Data Management With Python - 3
Table of Contents
Explore the Benefits of SQLAlchemy for Managing Relational Databases
In this blog post, we continue our journey of discovering effective ways to handle relational databases by introducing SQLAlchemy, a popular third-party library. This powerful tool offers both Core and ORM (Object Relational Mapping) features, making it a versatile solution for database management.
SQLAlchemy Core provides a Python-based abstraction of SQL, allowing for easy manipulation of databases. Meanwhile, the ORM component utilizes object-oriented modeling to represent database rows, making it a more intuitive approach to database management.

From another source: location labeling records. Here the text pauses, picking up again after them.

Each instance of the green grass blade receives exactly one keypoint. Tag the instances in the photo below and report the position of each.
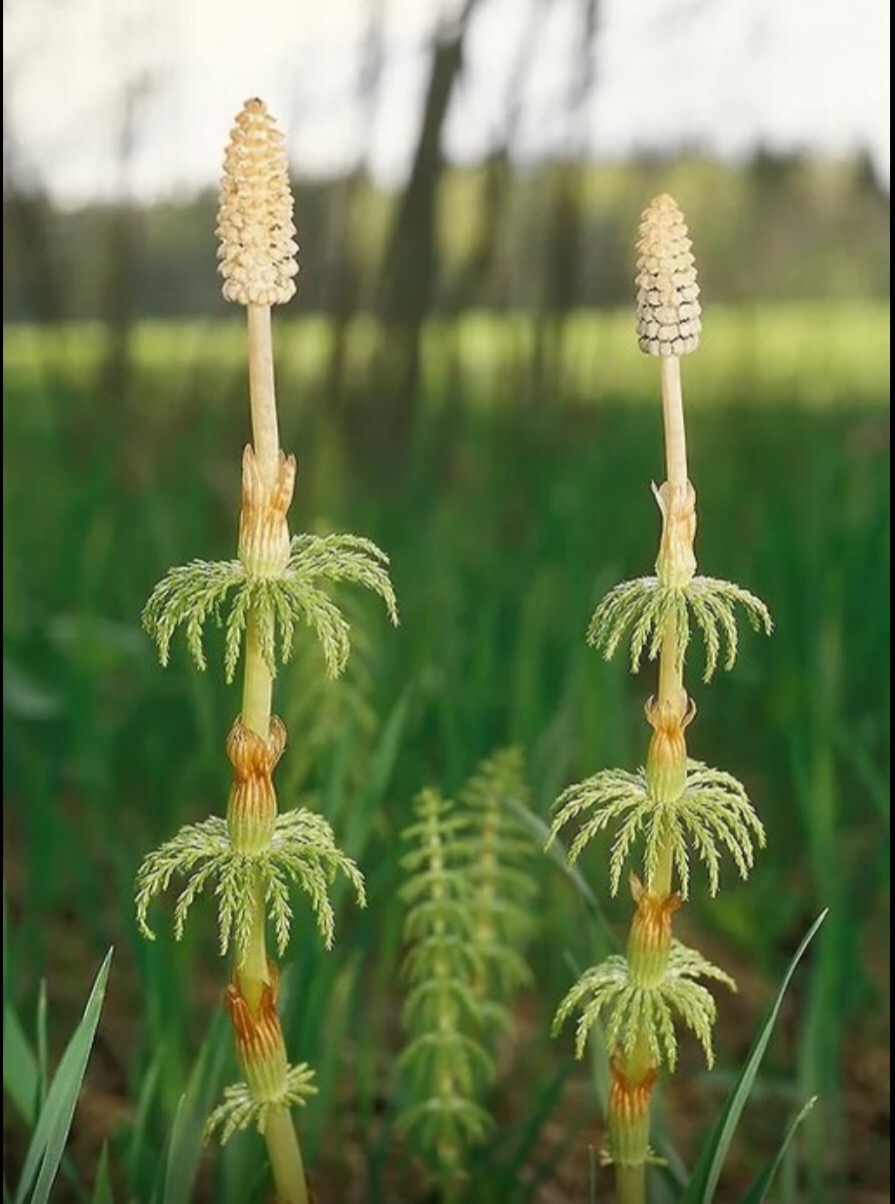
(759, 1190)
(700, 1190)
(21, 1074)
(102, 1185)
(51, 1132)
(184, 1149)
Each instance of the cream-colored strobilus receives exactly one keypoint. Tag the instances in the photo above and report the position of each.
(254, 855)
(673, 807)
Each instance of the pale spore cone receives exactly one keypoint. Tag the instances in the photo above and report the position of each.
(255, 229)
(669, 313)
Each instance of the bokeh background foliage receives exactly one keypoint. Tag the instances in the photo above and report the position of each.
(460, 382)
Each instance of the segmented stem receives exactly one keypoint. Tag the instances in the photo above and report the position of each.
(253, 975)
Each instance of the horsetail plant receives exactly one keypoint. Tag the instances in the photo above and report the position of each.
(254, 856)
(675, 807)
(469, 893)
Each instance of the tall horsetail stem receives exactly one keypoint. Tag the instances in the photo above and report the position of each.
(257, 855)
(673, 806)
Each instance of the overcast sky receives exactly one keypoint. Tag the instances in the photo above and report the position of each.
(719, 75)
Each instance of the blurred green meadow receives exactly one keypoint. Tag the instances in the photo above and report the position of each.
(520, 495)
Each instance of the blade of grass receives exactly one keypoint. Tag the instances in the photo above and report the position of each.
(21, 1074)
(759, 1190)
(51, 1132)
(184, 1149)
(102, 1185)
(704, 1181)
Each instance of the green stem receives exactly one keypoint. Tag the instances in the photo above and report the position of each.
(630, 1179)
(280, 1134)
(284, 1154)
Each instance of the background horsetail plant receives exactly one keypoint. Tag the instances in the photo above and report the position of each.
(254, 855)
(676, 806)
(469, 892)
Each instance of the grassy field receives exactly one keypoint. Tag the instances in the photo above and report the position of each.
(524, 499)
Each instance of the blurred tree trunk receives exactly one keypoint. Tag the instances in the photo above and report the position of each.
(563, 234)
(30, 261)
(410, 271)
(345, 296)
(123, 240)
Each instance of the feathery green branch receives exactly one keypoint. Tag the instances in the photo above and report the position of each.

One of the biggest advantages of using SQLAlchemy is its ability to abstract away connection mechanisms. With SQLAlchemy, you can initialize the engine in the same manner, regardless of the type of database you’re connecting to. This means you can seamlessly work with a range of supported databases, including SQLite, PostgreSQL, MySQL, Oracle, MS-SQL Server, and many more.
Take the first step towards streamlining your database management with SQLAlchemy.
Connecting to the Database:
# Connecting
from sqlalchemy import create_engine,text
engine = create_engine('sqlite:///./books.db',echo = True, future=True)
conn = engine.connect()
In the code snippet above we are importing the engines factory and creating an engine. The URL-style parameter here indicates what we are connecting to. Instead of http, we specify the type of database. For this series, that’s sqlite. The path part indicates where the database is. For a database that used a server, this would have a hostname and a port. Because SQLite uses files, this is a file reference. I’m connecting to the books.db file in the current directory. The engine factory uses lazy loading, so the connection hasn’t been established yet.
The echo parameter turns on SQL echoing. Everything we do through this connection will print out the SQL equivalent.
Everything from here on will be done through my conn object. Now I’ll write a query. For this lesson, I’ll be solely using the text query object.
Retriving Data using text() and execute()
result = conn.execute(text("SELECT * FROM author"))
2023-01-23 13:55:52,112 INFO sqlalchemy.engine.Engine BEGIN (implicit)
2023-01-23 13:55:52,117 INFO sqlalchemy.engine.Engine SELECT * FROM author
2023-01-23 13:55:52,119 INFO sqlalchemy.engine.Engine [generated in 0.00964s] ()
The .execute() method on the connection object runs a query. The text object takes a string as an argument containing raw SQL. You can see that it created a transaction—that’s the BEGIN—then did a select. The database was able to run the query in 0.00964 seconds. Pretty snappy. Let’s look at the results.
print(result.all())
[(1, 'Isaac', 'Asimov'), (2, 'Pearl', 'Buck'), (3, 'Tom', 'Clancy')]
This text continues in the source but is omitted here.